Ensembling methods are well known in machine learning for improving prediction accuracy.
However, they are limited in the sense that they cannot effectively discriminate among
underlying component models. Some models perform better at certain types of input instances
than other models. The measure of how good a model is can sometimes be gauged from
"where" it extracted the output and "why" it made the prediction. This information can be exploited
to leverage the component models in an ensemble. In this proposal, we present stacking
with auxiliary features that integrates relevant information from multiple sources to improve
ensembling. We use two types of auxiliary features - instance features and provenance features.

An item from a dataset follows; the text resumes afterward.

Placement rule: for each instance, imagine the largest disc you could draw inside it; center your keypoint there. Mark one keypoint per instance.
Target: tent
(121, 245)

The instance features enable the stacker to discriminate across input instances while the
provenance features enable the stacker to discriminate across component systems. When combined
together, our algorithm learns to rely on systems that not just agree on an output but also
the provenance of this output in conjunction with the input instance type.
We demonstrate our approach on three very different and difficult problems: Cold Start
Slot Filling, Tri-lingual Entity Discovery and Linking, and ImageNet Object Detection. The
first two problems are well known tasks in Natural Language Processing, and the third one is
in the domain of Computer Vision. Our algorithm obtains state-of-the-art results on the first
two tasks and significant improvements on the ImageNet task, thus verifying the power and
generality of our approach. We also present a novel approach using stacking for combining
systems that do not have training data in an unsupervised ensemble with systems that do have
training data. Our combined approach achieves state-of-the-art on the Cold Start Slot Filling
and Tri-lingual Entity Discovery and Linking tasks, beating our own prior performance on
ensembling just the supervised systems.
We propose several short-term and long-term extensions to our work. In the short-term, we
focus our work on using more semantic instance-level features for all the three tasks, and use
non-lexical features that are language independent for the two NLP tasks. In the long-term we
propose to demonstrate our ensembling algorithm on the Visual Question Answering task and
use textual/visual explanations as auxiliary features to stacking.
PhD proposal, Department of Computer Science, The University of Texas at Austin.